Das ist mir schon bewusst, dennoch ist es, wenn man es halbwegs ernsthaft macht, immer noch ein Millioneninvest. Ich weiss, dass eine NASCAR-Saison für ein Auto im Mittelfeld, welches alle 36 Rennen mitnimmt, auch gut 40 Mio $ kostet.

Na, der Witz ist ja, dass es dann nicht am Auto liegt, wenn das Team im Mittelfeld verschimmelt. Auch wenn man es bei den Oval-Rennen kaum glauben mag, gerade da machen Fahrer und gewitzte Techniker und Taktiker einfach den Unterschied. Die Autos werden ja vom Reglement eng genug beieinander gehalten.
 
Na, der Witz ist ja, dass es dann nicht am Auto liegt, wenn das Team im Mittelfeld verschimmelt. Auch wenn man es bei den Oval-Rennen kaum glauben mag, gerade da machen Fahrer und gewitzte Techniker und Taktiker einfach den Unterschied. Die Autos werden ja vom Reglement eng genug beieinander gehalten.
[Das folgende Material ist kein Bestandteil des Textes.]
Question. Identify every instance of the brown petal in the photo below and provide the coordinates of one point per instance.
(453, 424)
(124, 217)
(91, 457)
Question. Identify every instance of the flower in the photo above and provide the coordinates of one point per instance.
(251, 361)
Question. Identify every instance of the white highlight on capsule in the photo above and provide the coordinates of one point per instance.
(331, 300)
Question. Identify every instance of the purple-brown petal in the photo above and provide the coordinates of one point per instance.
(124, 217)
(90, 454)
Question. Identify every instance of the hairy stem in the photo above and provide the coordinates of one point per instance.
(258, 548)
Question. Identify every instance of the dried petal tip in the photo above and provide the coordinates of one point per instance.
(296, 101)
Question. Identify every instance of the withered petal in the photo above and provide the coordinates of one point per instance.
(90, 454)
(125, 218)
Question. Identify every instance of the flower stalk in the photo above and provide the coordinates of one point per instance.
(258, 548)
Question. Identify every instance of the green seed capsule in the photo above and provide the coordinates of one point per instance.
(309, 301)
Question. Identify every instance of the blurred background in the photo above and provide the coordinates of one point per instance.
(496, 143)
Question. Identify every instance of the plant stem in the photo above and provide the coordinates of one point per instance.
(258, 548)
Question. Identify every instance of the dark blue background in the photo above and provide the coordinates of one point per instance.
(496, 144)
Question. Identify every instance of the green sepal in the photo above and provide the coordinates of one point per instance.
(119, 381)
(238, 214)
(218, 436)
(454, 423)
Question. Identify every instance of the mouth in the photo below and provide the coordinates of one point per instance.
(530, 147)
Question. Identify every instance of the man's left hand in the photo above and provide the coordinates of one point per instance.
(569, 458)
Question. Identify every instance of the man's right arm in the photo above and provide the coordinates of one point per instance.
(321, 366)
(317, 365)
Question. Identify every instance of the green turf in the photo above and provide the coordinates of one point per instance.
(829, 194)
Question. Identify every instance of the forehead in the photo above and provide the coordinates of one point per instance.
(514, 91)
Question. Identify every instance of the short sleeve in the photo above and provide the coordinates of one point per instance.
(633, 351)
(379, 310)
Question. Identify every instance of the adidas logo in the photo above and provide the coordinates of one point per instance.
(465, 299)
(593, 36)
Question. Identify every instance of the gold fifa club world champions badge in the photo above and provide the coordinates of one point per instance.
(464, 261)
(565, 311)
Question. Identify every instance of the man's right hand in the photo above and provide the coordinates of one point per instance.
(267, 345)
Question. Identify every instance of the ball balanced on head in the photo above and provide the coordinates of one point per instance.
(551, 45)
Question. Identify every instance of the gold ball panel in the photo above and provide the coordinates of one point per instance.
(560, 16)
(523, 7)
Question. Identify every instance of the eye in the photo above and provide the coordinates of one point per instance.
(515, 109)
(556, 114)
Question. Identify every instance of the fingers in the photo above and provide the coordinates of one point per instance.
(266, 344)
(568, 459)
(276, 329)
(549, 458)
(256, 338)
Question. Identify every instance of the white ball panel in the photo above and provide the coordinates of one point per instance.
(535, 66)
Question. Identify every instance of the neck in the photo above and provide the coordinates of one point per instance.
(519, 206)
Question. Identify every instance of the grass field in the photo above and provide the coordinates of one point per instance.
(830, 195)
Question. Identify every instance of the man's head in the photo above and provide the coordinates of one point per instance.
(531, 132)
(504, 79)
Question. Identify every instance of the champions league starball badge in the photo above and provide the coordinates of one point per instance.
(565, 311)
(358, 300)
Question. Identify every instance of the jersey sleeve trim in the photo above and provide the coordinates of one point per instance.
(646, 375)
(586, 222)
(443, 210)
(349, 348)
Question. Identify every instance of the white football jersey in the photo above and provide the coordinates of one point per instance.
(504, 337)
In der NASCAR stimmt das nicht ganz. Auch in der Indy ist das nicht ganz so. In NASCAR werden die Motoren noch aufgemotzt und auch am Chassi kannst du ein bisschen was machen.
Die Topteams haben einen eignen Motoren-Shop, Body-Shop und Teile-Shop. Beispielsweise Hendrick Motorsports. Während das Team (Stewart/Haas Racing) des aktuellen Meisters Kevin Harvick die Motoren bei Hendrick einkauft, zum Teil die Chassis, aber Bremensen und ähnliche veränderbare Teile selbst entwickelt. Dann gibt es komplette Kundenteams, die alles einkaufen.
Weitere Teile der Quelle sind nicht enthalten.